Bien que la guerre froide ait provoqué et exacerbé des conflits dans certaines parties du monde, elle a également maintenu l’ordre et la paix qui existaient et a rendu possible la reconstruction et l’assimilation des puissances vaincues de l’Allemagne, de l’Italie et la « transformation » du Japon d’un pays déchiré par la guerre en une économie puissante dans le monde.

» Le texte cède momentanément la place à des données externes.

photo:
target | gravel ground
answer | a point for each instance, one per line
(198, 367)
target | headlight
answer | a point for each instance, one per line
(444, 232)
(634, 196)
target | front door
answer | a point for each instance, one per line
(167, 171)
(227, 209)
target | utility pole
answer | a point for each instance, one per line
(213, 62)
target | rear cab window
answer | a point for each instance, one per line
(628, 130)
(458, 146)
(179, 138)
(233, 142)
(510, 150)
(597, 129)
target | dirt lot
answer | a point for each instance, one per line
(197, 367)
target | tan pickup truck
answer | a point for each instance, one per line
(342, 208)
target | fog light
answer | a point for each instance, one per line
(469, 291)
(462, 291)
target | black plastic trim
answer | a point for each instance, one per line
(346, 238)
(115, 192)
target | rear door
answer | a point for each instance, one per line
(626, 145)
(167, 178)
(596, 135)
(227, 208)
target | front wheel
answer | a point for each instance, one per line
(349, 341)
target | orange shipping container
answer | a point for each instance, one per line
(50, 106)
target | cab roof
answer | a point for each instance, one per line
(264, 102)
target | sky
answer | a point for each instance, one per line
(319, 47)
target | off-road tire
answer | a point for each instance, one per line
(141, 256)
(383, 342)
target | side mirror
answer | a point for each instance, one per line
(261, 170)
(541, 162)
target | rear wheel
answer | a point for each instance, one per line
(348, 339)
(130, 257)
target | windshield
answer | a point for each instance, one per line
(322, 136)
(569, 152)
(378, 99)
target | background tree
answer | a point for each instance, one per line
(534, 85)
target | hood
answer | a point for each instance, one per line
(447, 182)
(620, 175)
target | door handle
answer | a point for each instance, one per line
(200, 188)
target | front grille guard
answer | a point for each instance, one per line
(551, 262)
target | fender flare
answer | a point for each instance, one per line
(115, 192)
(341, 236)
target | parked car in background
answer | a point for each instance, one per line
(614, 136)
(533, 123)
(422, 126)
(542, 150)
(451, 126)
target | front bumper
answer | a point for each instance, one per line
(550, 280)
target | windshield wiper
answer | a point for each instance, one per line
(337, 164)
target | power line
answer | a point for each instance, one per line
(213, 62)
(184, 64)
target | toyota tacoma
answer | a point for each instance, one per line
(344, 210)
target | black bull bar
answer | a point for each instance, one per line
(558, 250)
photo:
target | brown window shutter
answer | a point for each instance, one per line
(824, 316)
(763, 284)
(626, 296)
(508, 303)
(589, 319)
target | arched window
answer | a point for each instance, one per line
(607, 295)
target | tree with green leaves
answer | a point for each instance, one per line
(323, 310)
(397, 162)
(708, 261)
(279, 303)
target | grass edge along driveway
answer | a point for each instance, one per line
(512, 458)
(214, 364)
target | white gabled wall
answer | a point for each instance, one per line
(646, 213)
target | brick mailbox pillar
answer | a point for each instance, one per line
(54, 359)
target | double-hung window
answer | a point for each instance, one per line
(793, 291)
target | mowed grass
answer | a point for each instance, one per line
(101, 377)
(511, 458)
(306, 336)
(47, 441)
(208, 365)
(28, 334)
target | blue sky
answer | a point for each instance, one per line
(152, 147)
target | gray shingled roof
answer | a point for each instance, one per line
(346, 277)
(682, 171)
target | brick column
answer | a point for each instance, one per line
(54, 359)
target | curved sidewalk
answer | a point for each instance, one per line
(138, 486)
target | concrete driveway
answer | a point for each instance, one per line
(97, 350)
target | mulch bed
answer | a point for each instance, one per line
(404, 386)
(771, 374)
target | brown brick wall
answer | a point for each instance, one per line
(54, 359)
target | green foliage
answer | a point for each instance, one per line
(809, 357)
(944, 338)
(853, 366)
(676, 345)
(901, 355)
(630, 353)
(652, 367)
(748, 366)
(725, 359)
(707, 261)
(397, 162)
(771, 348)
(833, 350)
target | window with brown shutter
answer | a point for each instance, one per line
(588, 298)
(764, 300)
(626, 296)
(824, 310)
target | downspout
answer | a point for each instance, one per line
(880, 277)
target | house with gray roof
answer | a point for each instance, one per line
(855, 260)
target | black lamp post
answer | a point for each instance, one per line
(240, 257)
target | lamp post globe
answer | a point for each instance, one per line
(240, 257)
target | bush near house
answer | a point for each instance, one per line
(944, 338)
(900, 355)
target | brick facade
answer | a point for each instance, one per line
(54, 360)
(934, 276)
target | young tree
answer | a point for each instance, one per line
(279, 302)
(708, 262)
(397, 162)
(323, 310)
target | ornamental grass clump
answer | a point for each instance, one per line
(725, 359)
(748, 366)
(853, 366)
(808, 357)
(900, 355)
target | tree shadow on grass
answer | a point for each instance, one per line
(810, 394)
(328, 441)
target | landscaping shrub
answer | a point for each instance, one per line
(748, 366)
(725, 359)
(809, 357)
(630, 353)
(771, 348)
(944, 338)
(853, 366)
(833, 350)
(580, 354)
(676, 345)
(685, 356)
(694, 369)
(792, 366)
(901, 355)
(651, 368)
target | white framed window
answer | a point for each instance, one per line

Mais cet aspect positif ne peut être comparé à l’impact négatif qu’il a eu sur le Tiers-Monde, en particulier celui de l’Afrique.[Louise Fawcett et Yezid Sayigh, 2003] La décolonisation et l’émergence de nouveaux États-nations ont attiré l’attention des superpuissances, par conséquent, des armes et d’autres soutiens ont été déversés sur le continent et le résultat a été désastreux, causant de nombreux morts et destructions à travers des guerres par procuration et des guerres civiles.

Références

  1. Louise Fawcett and Yezid Sayigh; The Third World Beyond the Cold War Continuity and Change. Published to Oxford Scholarship Online: November 2003.
  2. Georges Nzongola-Ntalaja, The Congo From Leopold to Kabila. A People’s History. Zeb Books, London, 2002.
  3. Ch. Didier Gondola, The History of Congo. Greenwood Press, Westport, CT, 2002.
  4. Wayne, C., McWilliams & Piotrowski, H. (2005) Africa. In The World Since 1945, A history of International Relations. London: Lynne Rienner Publishers, Inc. p.277.
  5. Stewart, Gail B. The Suez Canal. (San Diego, Calif. Lucent Books, 2001).
    Louise Fawcett and Yezid Sayigh; The Third World Beyond the Cold War Continuity and
  6. Change. Published to Oxford Scholarship Online: November 2003.
  7. Gaddis, John Lewis. The United States And The Origins Of The Cold War, 1941-1947. (New York: Columbia University Press, 1972).
  8. Odd Arne Westad. The Global Cold War (Cambridge, U.K.: Cambridge University Press, 2007).